Ancak ikna olmadıklarını özellikle genç ekibin ısrarlı olduğunu, ancak meydanın bombalanmasından sonra artık durumu kaybettiklerini anladıklarını, tamamen kırıldıklarını ve bu işi sonlandırmak için, çözüm yolu aradıklarını ifade etti.

Saat.09:00'dan 12:00'ye kadar Akın Öztürk'ün damadı olan Hakan Karakuş'a durumu iletip iletmediği, bu konularda konuşup konuşmadığını bilemiyorum, ayrıca bu darbe yapan askerlere karşı yukarıda anlattığım şekilde yaptıklarının yanlış olduklarını Akın Öztürk'ün onlara söylemesi üzerine bu darbeye teşebbüs eden askerlerin neden müdahale etmediklerini ya da neden Akın Öztürk'ü derdest edip etmediklerini bilemiyorum.

Akın Öztürk bana ayrıca sayın Genelkurmay Başkanım, Genelkurmay 2. Başkanının da Akıncı da bulunduğunu ve kendileriyle görüştüğünü ifade etti.

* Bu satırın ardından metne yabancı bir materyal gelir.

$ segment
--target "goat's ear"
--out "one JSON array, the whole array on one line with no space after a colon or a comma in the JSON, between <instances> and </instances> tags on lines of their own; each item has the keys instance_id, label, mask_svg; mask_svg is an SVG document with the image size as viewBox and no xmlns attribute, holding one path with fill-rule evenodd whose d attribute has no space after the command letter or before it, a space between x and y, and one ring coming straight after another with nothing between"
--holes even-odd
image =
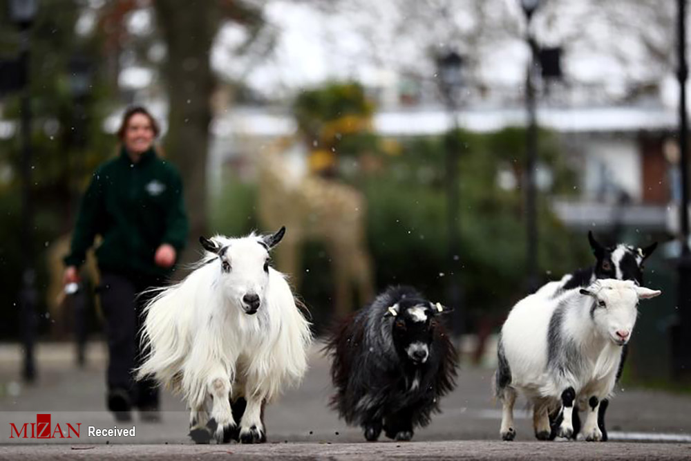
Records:
<instances>
[{"instance_id":1,"label":"goat's ear","mask_svg":"<svg viewBox=\"0 0 691 461\"><path fill-rule=\"evenodd\" d=\"M647 299L654 298L662 294L659 290L650 290L645 287L636 287L636 294L638 295L638 299Z\"/></svg>"},{"instance_id":2,"label":"goat's ear","mask_svg":"<svg viewBox=\"0 0 691 461\"><path fill-rule=\"evenodd\" d=\"M211 253L218 254L218 249L220 248L218 243L210 238L207 238L202 235L199 236L199 243L202 244L204 250L207 252L211 252Z\"/></svg>"},{"instance_id":3,"label":"goat's ear","mask_svg":"<svg viewBox=\"0 0 691 461\"><path fill-rule=\"evenodd\" d=\"M654 242L645 248L641 248L641 256L643 257L643 261L645 261L649 256L652 254L656 248L657 248L657 242Z\"/></svg>"},{"instance_id":4,"label":"goat's ear","mask_svg":"<svg viewBox=\"0 0 691 461\"><path fill-rule=\"evenodd\" d=\"M450 308L447 305L442 305L441 303L435 303L434 304L430 303L430 309L432 310L432 313L435 315L441 315L442 314L448 314L448 312L453 312L453 308Z\"/></svg>"},{"instance_id":5,"label":"goat's ear","mask_svg":"<svg viewBox=\"0 0 691 461\"><path fill-rule=\"evenodd\" d=\"M385 317L395 317L398 315L399 306L398 303L394 304L393 305L390 305L386 312L384 312Z\"/></svg>"},{"instance_id":6,"label":"goat's ear","mask_svg":"<svg viewBox=\"0 0 691 461\"><path fill-rule=\"evenodd\" d=\"M285 226L281 226L276 234L272 234L271 235L265 236L262 240L266 246L269 248L273 248L278 244L281 239L283 238L283 235L285 234Z\"/></svg>"},{"instance_id":7,"label":"goat's ear","mask_svg":"<svg viewBox=\"0 0 691 461\"><path fill-rule=\"evenodd\" d=\"M590 247L593 250L593 253L596 258L600 258L605 254L605 247L600 245L598 241L595 240L593 231L588 231L588 241L590 243Z\"/></svg>"}]
</instances>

Artık olayın sonuçlanmak üzere olduğunu, darbecilerin teslim olmayı planladıklarını söyledi.

Bana bir daha uğrayacağını söyleyerek ayrıldı. Saat:15:30 sıralarında tekrar geldi, 2.Başkan ile beraber olduğunu ve çıkabileceğimizi söyledi, dışarı çıktık, 2.Başkan ile görüştüm, ayrıca İstanbul'da beraber olduğum generallerin de Akıncı üssüne getirildiğini duydum. Onları bulmadan ayrılmayalım dedim ve Yuvam 2 adlı eski bir misafirhanede tutulduklarını elinde telsiz bulunan sivil kıyafetli bir askerden öğrendim, bizi bu asker Yuvam 2 adli misafirhaneye götürdü.

Misafirhaneye vardığımızda hiçbir güvenlik görevlisinin kalmadığını çoğunun teçhizatlarını bırakarak kaybolduğunu, odalara girdiğimizde ise her bir odada bir general ve ayağı bağlı, gözü kapalı, neredeyse kurbanlık koyun gibi beklemekte olduğunu gördük. Kısa sürede makas ve bıçaklarla kelepçeleri ve bağları çözdük.

Bu kelepçe ve bağları çözerken 2 Başkan Orgeneral Yaşar Güler ve burada bulunan 15 kişilik ekip yanımızda bulunuyordu, Akın Öztürk'te bu kelepçeler çözülürken, yanımızda bulunuyordu.

Hakan Karakuş'u bu arada hiç görmedim, kendisiyle hiç görüşmedim, Akıncı Hava Üssünden Karargah Merkezine geldikten sonra sırayla arkamdan Orgeneral Akın Öztürk de geldi.